The craze about the superconductor LK-99 has spilled from the internet to stock markets in China and South Korea, Reuters reported. Prices of certain stocks have spiked even as scientific community members remain skeptical and have demanded more proof from their peers before accepting claims.
The hype around the new material has remained a trending topic on X, formerly known as Twitter. It has also occupied two spots in the top 10 items on Hacker News, a site dedicated to news about computer science and entrepreneurship. It has forced researchers to dump the slow grind of publication and take to social media instead to share their new findings about it.
Take, for instance, this innocuous clip shared by researchers with The New York Times but has garnered nearly two million views in less than 24 hours that it has been shared on X.
Why is LK-99 interesting?
Last week, several South Korean researchers released two papers on a pre-print server claiming that their superconductor LK-99 worked at room temperature. The papers also carried the recipe for making it, which turned out to be relatively simple – baking together a mineral made from lead with one made from copper over four days.
Superconductors already used in equipment like Magnetic Resonance Imaging (MRI) scanners and some quantum computers require ultra-low temperatures to operate where they display properties like zero resistance.
Having a material that can achieve the same abilities at room temperature will revolutionize medical imaging or computing and electrical grids that can minimize losses and reduce emissions from power generation.
Scientists remain skeptical
The simplicity of the production process sparked many replication attempts from researchers worldwide who have taken to social media to confirm the results. Most of these showcase magnetic levitation since it is easiest to capture on camera and demonstrate. But researchers at top research institutes remain skeptical since levitation is just one aspect, and proof for other features of LK-99 as a superconductor remains elusive.

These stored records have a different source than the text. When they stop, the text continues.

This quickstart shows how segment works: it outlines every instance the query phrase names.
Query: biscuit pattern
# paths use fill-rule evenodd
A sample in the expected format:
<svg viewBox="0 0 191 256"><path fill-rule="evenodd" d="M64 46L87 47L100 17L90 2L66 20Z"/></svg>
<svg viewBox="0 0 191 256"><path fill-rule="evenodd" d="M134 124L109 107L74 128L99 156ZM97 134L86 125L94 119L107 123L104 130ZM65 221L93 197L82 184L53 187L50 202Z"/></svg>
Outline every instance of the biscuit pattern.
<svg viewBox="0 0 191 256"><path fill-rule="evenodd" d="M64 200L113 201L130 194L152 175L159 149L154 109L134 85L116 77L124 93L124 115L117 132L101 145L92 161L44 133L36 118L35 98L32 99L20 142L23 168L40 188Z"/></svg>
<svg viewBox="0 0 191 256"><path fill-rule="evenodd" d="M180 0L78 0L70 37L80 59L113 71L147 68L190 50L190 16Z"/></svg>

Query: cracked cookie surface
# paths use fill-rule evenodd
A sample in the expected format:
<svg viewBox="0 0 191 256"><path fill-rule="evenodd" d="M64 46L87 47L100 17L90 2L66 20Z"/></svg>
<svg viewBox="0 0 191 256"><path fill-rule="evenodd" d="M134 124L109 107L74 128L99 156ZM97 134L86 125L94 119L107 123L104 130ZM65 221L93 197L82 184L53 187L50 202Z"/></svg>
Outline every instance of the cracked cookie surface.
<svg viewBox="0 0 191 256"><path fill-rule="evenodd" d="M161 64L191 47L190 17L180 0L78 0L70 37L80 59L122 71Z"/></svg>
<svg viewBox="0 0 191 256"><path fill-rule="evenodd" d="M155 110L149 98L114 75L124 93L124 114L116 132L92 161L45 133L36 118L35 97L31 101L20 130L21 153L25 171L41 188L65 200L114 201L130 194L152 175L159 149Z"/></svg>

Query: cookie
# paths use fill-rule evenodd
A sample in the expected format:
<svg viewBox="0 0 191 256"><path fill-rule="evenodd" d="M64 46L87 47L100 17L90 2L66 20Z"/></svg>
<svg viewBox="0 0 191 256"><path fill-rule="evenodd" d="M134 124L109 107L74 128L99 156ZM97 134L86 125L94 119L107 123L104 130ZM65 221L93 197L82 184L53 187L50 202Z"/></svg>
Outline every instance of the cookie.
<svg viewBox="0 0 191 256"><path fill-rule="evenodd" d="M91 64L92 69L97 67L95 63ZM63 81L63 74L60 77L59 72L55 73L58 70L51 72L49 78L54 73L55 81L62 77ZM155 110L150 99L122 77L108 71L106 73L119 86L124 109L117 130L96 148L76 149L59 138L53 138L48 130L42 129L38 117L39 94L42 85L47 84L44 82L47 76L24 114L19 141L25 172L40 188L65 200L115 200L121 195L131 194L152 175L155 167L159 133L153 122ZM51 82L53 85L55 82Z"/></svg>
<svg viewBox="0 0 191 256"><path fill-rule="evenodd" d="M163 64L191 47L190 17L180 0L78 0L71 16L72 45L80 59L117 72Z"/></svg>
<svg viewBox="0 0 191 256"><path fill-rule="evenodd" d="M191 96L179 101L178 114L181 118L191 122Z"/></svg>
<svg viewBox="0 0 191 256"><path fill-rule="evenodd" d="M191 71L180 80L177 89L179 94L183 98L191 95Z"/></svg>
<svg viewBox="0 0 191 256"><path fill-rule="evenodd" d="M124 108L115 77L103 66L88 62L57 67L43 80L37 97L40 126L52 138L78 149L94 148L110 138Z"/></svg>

There have also been some adverse reports, with a team in China claiming that it did not observe zero resistance. At the same time, another suggested that it was observed only at temperatures as low as 110 Kelvin (-163 degree Celsius).
Mike Norman, a physicist at Argonne National Laboratory in the US, told Reuters that the original paper lacked sufficient data about the material’s behavior over broad temperature ranges.
Sinéad Griffin, a solid-state physicist at Lawrence Berkeley National Laboratory, used supercomputer simulation to verify if the baking process could make a room-temperature superconductor. While the simulation isn’t a perfect science, it still states that the process would need to get many things in place that naturally do not occur for LK-99 to demonstrate capabilities that can make it the greatest invention since transistors.
It isn’t necessary that the researchers purportedly made these claims while knowing the truth about the material’s behavior. In material science, researchers refer to these as unidentified superconducting objects (USOs). Even highly trained scientists have been believed to have stumbled on room-temperature superconductors till further investigations reveal the truth.
For LK-99, the proof will come from more detailed investigations about various material aspects and not just levitation alone. South Korean researchers have now formed a committee to verify these claims.
Let’s rely on science to bring out the truth.